In a sort of miserably fascinated way Marie-Louise had followed him with her eyes. She heard the outer door close behind him--and then mechanically she rose to her feet, as Myrna Bliss came and stood before her.
”So”--Myrna's voice was quivering, tense with pa.s.sion--”so it remained for Monsieur Valmain to discover the secret of the wonderful, beautiful, entrancing model! Monsieur Valmain is right, of course. I knew it at once, the moment I heard him say so. I was not very clever, I suppose, or I should have seen it for myself long ago; only--you quite understand this of course--I had forgotten, utterly forgotten, that you even existed! But it seems that Jean could not live without his little peasant; nor the little peasant without Jean! It is perfectly comprehensible now why there should have been such secrecy about his model. And so you have been living with Jean, have you, ever since he came to Paris? The nave, innocent little _ingenue_ of Bernay-sur-Mer!”

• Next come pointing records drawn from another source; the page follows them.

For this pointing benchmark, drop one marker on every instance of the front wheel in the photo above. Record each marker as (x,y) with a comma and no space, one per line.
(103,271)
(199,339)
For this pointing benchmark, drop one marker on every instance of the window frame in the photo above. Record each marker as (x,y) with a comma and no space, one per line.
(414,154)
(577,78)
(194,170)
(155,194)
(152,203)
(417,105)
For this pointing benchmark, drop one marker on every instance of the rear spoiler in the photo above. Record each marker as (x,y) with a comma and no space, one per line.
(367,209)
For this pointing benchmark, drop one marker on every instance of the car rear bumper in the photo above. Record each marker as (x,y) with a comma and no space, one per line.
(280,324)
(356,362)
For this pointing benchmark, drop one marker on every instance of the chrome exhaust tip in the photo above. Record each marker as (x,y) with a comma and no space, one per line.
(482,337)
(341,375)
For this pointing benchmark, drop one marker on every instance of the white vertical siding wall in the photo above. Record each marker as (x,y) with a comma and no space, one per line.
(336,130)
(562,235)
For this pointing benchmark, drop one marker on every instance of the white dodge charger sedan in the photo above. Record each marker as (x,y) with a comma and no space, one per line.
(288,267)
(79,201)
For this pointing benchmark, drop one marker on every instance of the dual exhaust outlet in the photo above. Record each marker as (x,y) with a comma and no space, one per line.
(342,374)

And then Marie-Louise lifted her head high again, and, while the hot flushes came and swept her face, the great dark eyes held steadily on the grey ones that were hard and cold like steel. It was not mademoiselle of the _grand monde_ before her any more; it was a woman whose tongue was making a sacrilege of all that was holy and cherished in her life, making a hideous mockery of her love that was so sacred and pure to her, making it a foul thing, smirching it, defiling it--it was not Mademoiselle Bliss of another world than hers whom she approached with diffidence and awe; it was a woman taunting her with a shame from which her soul recoiled, and there came surging upon her, born of the primitive, elemental life that had been hers, the days upon the oars, the nights of rugged battling with the storms, a fury that was physical in its cry for expression.
”It is not true! It is not true!” she panted--and, her hands clenched tightly, raised as though to strike, she took a quick step forward.
Startled, Myrna Bliss involuntarily sprang back--but the next instant she was laughing threateningly.
”You little spitfire!” she exclaimed angrily. ”And so it is not true!
Look at that statue behind you, look at any in this room, at any Jean has ever done since he has been in Paris, and--oh, yes, I see it quite plainly myself, now that I have been shown--it is you, you everywhere!